The workers also clean the queen bees, that is, they lick her. During these interactions, they collect some of the queen's pheromones and spread them throughout the colony as they move through the hive.

The presence of these pheromones controls many colony activities and alerts the colony to the presence of the queen bee. For example, if queen bees die, a new queen must be quickly raised from the egg laid by the dead queen, leaving little time for the bees to react.

Finally, it is believed that worker bees can also act as guides for the queen bee, causing her to lay eggs in specific cells of the hive. The size of these cells can determine whether the queen bee will lay diploid or haploid eggs, thus turning the bee into a male bee or a worker (female) bee. Let us assume that these leadership functions can influence no less than the entire level of reproduction in the country.

How can robots prevent bee cannibalism?

This can have another positive effect: preventing cannibalism. In difficult times, such as prolonged rain, bees have to work with very little pollen. This forces them to feed younger larvae to the older ones so that at least the older larvae have a chance of surviving.

With RoboRoyale, we aim to not only reduce the likelihood of this behavior occurring, but also quantify the extent to which it occurs under normal conditions.

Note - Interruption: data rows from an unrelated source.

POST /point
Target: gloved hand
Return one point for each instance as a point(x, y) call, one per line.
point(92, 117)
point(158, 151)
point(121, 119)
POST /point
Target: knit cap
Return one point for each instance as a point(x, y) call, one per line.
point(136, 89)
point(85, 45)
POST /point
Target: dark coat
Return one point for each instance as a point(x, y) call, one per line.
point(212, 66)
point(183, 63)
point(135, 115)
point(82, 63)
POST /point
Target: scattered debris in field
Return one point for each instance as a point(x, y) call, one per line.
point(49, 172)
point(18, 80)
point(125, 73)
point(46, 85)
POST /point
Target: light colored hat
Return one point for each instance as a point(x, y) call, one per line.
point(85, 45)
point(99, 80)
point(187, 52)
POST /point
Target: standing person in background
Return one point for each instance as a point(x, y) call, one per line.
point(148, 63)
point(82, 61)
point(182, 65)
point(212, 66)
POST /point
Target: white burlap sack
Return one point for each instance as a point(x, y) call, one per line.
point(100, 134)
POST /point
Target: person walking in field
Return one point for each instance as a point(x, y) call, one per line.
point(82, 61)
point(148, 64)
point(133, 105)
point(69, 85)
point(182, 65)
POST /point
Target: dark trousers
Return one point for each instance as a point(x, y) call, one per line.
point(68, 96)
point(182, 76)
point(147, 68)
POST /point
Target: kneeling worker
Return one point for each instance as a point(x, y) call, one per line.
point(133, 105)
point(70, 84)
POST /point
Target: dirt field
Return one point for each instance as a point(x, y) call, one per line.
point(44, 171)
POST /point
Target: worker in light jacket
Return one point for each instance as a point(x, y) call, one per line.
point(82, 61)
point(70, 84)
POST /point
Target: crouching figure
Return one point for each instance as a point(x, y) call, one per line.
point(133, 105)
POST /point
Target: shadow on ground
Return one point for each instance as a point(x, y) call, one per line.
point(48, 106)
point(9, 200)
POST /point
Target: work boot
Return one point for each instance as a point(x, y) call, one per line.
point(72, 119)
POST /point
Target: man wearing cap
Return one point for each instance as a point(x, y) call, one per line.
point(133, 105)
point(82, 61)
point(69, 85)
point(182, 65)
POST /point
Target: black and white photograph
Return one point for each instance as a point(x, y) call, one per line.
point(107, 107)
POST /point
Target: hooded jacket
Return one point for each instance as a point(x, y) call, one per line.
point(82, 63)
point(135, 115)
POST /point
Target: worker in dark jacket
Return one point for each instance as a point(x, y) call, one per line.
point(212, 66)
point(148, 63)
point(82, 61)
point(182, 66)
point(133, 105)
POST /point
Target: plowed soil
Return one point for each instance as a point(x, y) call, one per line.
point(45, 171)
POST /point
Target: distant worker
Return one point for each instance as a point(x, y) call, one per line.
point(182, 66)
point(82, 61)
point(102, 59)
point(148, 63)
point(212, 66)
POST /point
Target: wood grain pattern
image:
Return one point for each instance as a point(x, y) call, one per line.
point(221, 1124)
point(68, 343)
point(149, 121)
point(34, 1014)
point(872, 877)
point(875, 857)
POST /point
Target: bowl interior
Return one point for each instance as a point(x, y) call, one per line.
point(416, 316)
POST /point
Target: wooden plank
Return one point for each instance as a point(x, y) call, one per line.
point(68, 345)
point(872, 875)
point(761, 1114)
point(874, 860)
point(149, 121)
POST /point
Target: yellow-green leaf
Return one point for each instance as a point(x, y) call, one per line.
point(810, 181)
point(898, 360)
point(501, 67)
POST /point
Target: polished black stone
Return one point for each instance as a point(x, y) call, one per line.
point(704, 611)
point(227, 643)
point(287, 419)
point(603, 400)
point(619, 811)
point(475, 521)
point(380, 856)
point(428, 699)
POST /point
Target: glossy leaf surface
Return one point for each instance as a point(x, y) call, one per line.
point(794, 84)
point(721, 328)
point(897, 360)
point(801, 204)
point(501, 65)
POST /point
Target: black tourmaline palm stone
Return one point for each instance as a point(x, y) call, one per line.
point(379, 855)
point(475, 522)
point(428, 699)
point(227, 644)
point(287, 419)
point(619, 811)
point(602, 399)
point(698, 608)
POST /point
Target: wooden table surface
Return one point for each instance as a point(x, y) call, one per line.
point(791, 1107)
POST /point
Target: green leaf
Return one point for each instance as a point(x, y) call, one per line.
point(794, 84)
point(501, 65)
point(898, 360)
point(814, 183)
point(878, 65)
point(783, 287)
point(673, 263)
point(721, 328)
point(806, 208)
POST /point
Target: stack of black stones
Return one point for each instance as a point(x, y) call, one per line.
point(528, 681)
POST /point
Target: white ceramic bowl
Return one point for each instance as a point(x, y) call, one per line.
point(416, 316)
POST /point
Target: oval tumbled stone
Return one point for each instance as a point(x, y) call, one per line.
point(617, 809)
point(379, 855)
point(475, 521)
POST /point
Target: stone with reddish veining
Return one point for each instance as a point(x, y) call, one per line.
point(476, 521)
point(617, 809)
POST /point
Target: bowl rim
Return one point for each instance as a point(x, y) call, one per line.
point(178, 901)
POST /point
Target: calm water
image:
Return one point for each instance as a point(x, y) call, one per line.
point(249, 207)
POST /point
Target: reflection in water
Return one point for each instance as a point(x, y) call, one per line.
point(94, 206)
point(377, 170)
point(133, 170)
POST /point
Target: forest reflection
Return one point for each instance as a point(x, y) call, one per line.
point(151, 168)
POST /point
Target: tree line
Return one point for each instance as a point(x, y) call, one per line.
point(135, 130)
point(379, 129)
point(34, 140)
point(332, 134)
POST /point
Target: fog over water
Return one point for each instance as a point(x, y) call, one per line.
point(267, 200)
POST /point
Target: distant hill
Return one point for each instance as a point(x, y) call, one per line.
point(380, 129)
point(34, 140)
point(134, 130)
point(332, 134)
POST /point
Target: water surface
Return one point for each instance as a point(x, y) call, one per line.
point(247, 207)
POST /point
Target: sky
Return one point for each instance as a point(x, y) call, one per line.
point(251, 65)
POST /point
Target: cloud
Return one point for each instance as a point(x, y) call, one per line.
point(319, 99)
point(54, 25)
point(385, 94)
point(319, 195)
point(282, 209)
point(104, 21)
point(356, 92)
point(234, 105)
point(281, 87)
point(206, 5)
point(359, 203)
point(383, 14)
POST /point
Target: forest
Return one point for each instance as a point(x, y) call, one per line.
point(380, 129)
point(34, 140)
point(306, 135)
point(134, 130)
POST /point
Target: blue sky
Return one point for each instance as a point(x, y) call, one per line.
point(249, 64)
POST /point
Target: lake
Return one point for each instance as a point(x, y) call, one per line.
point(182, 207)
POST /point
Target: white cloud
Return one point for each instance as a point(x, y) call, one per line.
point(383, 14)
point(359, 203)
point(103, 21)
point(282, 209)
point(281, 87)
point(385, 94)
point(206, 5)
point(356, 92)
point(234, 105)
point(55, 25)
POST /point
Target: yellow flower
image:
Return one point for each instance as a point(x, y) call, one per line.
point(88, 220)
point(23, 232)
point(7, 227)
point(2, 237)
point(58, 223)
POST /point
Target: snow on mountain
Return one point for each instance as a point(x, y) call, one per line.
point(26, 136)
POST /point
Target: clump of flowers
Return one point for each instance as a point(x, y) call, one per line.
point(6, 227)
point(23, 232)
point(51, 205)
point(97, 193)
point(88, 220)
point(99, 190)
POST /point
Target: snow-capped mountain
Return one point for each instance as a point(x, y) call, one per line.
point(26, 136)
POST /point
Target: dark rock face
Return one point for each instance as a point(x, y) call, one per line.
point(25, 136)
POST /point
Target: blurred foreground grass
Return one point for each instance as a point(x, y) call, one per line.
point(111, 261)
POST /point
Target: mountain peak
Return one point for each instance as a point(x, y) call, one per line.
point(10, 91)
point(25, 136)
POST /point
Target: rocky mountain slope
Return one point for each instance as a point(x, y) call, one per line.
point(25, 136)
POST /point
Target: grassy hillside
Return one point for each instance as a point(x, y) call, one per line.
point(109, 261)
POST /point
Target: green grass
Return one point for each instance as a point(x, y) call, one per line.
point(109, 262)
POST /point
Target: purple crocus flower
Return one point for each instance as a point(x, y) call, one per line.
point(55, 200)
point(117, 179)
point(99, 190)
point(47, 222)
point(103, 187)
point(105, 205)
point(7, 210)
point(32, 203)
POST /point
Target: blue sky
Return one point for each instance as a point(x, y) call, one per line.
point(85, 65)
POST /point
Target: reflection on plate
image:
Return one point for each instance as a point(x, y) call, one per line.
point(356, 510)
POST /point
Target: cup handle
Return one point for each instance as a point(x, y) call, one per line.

Ultimately, our robot will allow us to advance our knowledge of complex regulatory processes in bee colonies thanks to new experimental procedures. The knowledge acquired in these new lines of research will be essential to better protect these socially valuable insects and guarantee adequate pollination in the future, important for food security.

This article was written by Farshad Arvin, associate professor of robotics at Durham University; Martin Stefanek, assistant professor, Department of Biology, University of Graz; and Tomas Krajnik, assistant professor of robotics at the Czech University of Technology. It is republished from The Conversation under a Creative Commons license.